Antonio langsung menoleh saat mendengar nama itu. “Max? Tunggu… pacar Maya? Yang mana itu?” Ia terkekeh kering, masih tidak menatap dari ponselnya. “Bukannya dia pernah memiliki cowok yang dipukuli ? Dean pernah mengatakan sesuatu waktu itu. Kedengarannya seperti keributan kecil… anak beasiswa yang dia sukai, terus menjadi kacau.”
Elena membeku, ia menatap ke atas perlahan,
“Antonio…” Suaranya hampir tak terdengar. “Itu Max.”
Antonio mengerjap, masih menatap layarnya. “Apa? Tidak mungkin. Itu kan sudah berbulan-bulan lalu?”
Elena merasa dapur tiba-tiba terasa terlalu sempit, tangannya mengepal di sisi tubuhnya.
Putrinya yang manja telah melakukan ini, di saat Elena sibuk membelikan gaun desainer untuk Maya dan membiayai gaya hidupnya, Maya justru menghancurkan seseorang dengan begitu mudahnya.
“Elena? Kau terlihat pucat.” Suara Antonio terdengar.

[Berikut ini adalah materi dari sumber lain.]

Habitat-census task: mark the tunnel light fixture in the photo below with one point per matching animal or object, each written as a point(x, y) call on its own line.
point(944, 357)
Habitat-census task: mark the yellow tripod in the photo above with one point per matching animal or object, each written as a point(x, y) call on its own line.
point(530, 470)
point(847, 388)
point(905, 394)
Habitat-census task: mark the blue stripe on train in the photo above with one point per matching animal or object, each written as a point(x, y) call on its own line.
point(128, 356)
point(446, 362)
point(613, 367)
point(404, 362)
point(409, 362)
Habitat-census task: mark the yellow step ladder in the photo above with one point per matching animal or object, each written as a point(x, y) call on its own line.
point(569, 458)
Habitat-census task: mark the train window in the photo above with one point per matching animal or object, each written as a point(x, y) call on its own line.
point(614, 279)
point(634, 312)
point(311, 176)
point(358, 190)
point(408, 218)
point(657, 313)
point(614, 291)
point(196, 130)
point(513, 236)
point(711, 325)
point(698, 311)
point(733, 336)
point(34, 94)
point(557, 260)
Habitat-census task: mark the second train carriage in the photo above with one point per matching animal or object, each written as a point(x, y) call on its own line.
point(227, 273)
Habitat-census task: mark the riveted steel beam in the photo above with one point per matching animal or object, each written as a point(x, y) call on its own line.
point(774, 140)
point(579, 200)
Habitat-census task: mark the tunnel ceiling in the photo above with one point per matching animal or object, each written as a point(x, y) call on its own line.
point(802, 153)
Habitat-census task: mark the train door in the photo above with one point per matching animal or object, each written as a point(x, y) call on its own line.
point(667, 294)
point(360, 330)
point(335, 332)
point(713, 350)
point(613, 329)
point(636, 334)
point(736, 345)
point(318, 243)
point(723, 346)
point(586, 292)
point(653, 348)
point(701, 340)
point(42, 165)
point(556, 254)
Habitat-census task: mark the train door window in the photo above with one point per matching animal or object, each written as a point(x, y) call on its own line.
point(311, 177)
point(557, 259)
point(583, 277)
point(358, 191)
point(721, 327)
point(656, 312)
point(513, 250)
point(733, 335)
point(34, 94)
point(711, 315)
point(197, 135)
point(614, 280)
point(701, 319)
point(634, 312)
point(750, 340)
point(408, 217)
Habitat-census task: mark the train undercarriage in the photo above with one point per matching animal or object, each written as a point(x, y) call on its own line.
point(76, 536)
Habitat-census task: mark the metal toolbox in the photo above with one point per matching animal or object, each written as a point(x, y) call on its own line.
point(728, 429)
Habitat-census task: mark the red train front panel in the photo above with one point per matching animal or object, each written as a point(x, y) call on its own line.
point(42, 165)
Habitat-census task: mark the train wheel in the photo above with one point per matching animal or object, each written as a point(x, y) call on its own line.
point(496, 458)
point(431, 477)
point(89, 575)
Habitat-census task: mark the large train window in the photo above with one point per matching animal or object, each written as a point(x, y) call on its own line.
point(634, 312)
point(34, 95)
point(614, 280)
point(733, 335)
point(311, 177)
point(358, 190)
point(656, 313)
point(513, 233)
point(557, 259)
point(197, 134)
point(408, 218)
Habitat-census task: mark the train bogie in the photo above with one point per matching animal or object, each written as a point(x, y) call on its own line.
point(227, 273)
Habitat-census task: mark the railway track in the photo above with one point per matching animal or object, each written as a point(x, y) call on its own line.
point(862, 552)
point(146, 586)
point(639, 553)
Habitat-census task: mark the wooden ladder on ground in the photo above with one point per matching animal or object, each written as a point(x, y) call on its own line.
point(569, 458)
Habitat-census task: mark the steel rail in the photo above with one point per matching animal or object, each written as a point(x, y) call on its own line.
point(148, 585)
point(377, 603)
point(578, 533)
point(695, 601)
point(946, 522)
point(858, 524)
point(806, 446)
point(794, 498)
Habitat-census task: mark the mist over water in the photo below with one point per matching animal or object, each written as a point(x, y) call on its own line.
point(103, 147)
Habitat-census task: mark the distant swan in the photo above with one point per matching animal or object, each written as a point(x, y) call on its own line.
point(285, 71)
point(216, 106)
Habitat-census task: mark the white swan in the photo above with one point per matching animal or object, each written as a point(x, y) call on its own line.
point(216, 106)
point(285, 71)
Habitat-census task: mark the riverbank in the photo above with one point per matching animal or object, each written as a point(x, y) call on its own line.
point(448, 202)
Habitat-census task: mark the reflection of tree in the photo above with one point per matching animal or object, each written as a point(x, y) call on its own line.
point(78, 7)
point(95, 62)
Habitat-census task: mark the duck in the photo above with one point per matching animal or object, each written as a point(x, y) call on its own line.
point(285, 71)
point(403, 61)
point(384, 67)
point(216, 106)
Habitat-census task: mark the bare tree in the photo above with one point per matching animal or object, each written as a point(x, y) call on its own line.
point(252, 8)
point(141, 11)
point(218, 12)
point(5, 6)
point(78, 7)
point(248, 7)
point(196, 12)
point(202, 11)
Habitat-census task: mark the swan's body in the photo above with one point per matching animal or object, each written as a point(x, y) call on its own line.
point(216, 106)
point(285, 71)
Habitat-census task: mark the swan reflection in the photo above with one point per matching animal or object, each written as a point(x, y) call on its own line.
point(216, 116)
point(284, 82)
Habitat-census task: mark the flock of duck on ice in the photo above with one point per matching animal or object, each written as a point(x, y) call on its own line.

Elena menatap suaminya… “Sudah berapa lama dia mempermainkan orang? Rasanya aku tidak mengenal putriku sama sekali.”
“Itu tidak serius,” kata Antonio meremehkan, sudah kembali menatap ponselnya. “Anak-anak seusia itu sering berkelahi itu sudah bagian dari proses hidup.”
Pandangan Elena mengabur oleh amarah.
Tidak serius?
Seorang anak laki-laki… Max-nya… telah dipukuli, dipermalukan, dihancurkan oleh dunia keluarganya, dan bagi Antonio itu hanya bagian dari proses hidup?
Ponselnya sudah ada di tangannya sebelum ia sadar. Jemarinya menggantung di atas kontak Max.
‘Oh tuhan, apa yang sudah mereka lakukan pada Max? Luka seperti apa yang ia sembunyikan?’
‘Ibu seperti apa yang membesarkan seorang monster?’
Elena menekan kedua telapak tangannya ke meja, lututnya gemetar lalu dia pun berbalik mendadak.
Tapi Antonio sudah pergi… menerima telepon, bergumam sambil melangkah keluar pintu depan seperti tidak terjadi apa-apa.
Elena tidak membuang waktu lagi, meraih tasnya dan menuju pintu.
Untuk pertama kalinya dalam dua puluh dua tahun, Elena Garcia selesai menjadi istri politik yang sempurna.
Maya harus menjelaskan tentang masalah itu.
Dia harus mendengar kebenaran dari Max. Hari ini.
Dan Antonio… Antonio bisa pergi ke neraka bersama telepon kampanyenya.